By Gwen Manickam
SHAH ALAM — To celebrate World Family Day, the Family Life Ministry of the Church of the Divine Mercy (CDM) arranged an online session with Martin Jalleh titled Family, Faith, Friendship and Fortitude in the Face of the Pandemic.
In the two-hour session, Jalleh defined family as the immediate family, the church and its parishioners, the human family, and the family during the current pandemic.
Some secular definitions of the family include: Family is humanity’s oldest and most natural institution; it is a miniature version of life itself and Family is the first and most vital cell of society.
During Pope St John Paul II’s 27-year reign over the Catholic Church, he always talked about family. He felt society was crumbling because the family institution was crumbling.
St John Paul II called the family the primary educational community and the means for humanising society. St John Paul II said, “The family becomes not only the basic cell of society but also of the Church herself, as testified by the (Church’s) Fathers when they gave it the significant title of ‘domestic church’.
Jalleh explained that in the words of St John Paul II, loving one’s family means identifying the dangers and evils that menace it, and overcoming them. It also means appreciating one’s family values and capabilities and fostering them, and thirdly, endeavouring to create a favourable environment for its development.
It seems that BECs are not working because the smaller units (individual families) themselves are self-absorbed and or broken, so they cannot see the bigger picture and the importance of that community relationship.
Pope Francis mirrors St John Paul II in saying that the family is the foundation of society.
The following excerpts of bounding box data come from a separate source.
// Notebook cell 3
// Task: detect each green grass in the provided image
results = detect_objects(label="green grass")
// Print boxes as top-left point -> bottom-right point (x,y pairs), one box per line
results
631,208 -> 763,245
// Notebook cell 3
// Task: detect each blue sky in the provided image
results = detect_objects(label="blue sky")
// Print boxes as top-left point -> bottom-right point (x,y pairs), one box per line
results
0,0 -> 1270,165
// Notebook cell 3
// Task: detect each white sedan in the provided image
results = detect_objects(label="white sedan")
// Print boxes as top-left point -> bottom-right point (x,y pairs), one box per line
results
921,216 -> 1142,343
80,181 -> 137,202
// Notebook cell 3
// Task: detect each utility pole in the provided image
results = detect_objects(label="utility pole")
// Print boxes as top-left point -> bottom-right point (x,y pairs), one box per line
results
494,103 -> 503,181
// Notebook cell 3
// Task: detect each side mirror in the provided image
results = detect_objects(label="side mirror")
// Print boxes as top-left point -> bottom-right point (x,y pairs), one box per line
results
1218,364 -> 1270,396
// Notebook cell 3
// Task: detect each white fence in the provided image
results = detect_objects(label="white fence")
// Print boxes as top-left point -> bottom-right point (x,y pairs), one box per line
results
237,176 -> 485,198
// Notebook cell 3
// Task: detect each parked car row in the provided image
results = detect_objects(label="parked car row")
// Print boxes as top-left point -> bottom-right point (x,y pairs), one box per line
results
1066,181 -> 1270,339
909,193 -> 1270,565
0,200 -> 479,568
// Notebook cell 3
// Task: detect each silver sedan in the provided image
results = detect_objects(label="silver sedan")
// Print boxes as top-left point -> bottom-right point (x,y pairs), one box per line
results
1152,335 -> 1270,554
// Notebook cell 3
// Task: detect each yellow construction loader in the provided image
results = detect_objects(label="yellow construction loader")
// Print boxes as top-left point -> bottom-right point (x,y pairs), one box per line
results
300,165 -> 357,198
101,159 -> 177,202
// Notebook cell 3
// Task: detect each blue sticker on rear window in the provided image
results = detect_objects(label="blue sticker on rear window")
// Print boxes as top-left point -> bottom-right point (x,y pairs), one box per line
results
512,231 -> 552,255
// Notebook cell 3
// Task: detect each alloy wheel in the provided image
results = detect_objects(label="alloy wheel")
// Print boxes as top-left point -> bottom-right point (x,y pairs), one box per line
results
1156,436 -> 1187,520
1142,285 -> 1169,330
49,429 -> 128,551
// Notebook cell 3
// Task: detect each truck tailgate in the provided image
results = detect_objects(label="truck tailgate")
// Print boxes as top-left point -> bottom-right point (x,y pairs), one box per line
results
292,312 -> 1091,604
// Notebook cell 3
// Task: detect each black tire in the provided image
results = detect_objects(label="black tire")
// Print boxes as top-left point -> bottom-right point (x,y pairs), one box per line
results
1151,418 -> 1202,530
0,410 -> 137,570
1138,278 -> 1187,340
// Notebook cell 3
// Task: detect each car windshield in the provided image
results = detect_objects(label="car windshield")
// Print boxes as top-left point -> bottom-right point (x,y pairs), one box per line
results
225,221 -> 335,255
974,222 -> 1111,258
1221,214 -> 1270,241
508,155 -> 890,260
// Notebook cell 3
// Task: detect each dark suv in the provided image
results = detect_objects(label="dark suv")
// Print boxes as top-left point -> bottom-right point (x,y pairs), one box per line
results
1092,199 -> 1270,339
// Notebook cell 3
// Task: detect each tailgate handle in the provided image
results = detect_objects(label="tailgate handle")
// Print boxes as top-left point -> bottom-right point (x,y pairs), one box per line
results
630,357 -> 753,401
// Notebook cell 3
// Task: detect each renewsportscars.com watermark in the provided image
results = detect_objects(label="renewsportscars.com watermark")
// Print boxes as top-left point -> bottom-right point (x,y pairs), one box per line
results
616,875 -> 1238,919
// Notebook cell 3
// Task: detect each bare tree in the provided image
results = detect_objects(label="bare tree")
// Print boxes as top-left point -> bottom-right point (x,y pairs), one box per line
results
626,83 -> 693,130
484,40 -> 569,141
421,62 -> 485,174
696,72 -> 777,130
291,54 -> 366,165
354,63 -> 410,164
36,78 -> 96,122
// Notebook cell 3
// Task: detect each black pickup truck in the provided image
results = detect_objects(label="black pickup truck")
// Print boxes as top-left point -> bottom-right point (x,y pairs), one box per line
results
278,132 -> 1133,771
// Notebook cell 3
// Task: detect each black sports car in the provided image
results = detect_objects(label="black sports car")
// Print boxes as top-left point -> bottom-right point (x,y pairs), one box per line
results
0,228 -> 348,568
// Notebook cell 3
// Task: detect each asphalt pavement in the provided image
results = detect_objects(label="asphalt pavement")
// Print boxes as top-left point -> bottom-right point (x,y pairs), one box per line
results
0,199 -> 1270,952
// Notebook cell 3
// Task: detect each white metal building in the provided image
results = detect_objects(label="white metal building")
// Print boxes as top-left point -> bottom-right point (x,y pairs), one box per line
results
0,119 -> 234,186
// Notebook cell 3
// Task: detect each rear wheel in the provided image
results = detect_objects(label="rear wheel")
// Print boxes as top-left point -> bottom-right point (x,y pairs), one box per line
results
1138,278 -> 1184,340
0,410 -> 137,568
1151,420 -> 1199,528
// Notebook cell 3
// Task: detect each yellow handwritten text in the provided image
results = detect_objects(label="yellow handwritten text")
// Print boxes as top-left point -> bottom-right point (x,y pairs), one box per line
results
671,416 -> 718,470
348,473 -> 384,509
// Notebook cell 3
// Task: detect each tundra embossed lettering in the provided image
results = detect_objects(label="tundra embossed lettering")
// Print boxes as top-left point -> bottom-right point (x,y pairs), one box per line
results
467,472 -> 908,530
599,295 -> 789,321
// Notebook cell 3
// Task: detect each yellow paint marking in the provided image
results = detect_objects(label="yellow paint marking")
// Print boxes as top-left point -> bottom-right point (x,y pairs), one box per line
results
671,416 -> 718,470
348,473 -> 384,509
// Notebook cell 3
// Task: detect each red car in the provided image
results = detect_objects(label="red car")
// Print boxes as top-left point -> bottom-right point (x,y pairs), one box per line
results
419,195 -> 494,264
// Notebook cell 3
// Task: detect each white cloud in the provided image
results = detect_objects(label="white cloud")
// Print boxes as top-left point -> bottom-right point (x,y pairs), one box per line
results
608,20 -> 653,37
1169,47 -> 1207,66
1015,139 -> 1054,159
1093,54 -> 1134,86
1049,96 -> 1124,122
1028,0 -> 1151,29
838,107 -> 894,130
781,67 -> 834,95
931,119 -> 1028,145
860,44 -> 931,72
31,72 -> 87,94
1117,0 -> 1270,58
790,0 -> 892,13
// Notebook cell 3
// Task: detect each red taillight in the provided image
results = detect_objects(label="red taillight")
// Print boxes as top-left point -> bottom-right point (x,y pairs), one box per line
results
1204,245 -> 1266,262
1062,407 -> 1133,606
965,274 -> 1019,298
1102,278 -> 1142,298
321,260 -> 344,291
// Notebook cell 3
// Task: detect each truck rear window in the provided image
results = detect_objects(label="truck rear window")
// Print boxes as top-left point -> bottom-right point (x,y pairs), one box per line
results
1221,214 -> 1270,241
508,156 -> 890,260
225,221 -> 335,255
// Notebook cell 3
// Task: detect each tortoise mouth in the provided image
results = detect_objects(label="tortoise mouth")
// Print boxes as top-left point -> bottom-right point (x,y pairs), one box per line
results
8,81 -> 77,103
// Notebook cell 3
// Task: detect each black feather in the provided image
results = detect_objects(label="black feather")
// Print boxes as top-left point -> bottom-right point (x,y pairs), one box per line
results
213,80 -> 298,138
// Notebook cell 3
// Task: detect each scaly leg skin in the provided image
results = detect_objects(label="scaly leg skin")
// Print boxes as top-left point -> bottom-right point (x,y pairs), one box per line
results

He said, “It is worthwhile to live as a family, so that a society grows strong, grows in goodness, grows in beauty and truly grows if it is built on the foundation of the family.”
This pandemic has caused a detrimental, disruptive, and devastating impact on families across the world. Pope Francis, in his message last Easter, said that while he understands and is at one with all those facing adversities at this time — the homeless, the unemployed, the sick and dying, struggling parents — he hoped families may use this time to discover new expressions of love and affection in the family.
Jalleh then shared a Comcast Newsmaker video which discussed the additional roles parents/ families have had to take on since the onset of this pandemic. Parents are stressed and stretched. Roles that were previously taken care of by people in other fields for children, like coaches, doctors, psychiatrists, nurses, and teachers, now rest on the shoulders of parents and / or guardians. It is recommended that families have access to mental health support in their communities.
The parish also had several families record snippets of their lives during these trying times.
Summing up, Jalleh said this pandemic had also made people see the importance of mental health and helped reduce the stigma of needing help to cope with issues.
The pandemic made us realise that the Church is the family, and the family is the Church. Just as the Catechism of the Catholic Church (No 1666) states — the family home is rightly called the ‘domestic church’, a community of grace and prayer, a school of human virtues and of Christian charity, Pope Francis too affirms that the pandemic highlighted the central role of the family as the domestic Church.
To build a resilient family during this darkness, Jalleh proposed seven points: compassion, choice, creativity, communication, cooperation, commitment and Christ-centredness.
Amidst Coronavirus rattling the world, technology helps keep us connected. We have not slowed down and we remain connected with WiFi. It has made us realise that “each and every member of our families can be God’s radiant light, shining and giving hope in the darkness.”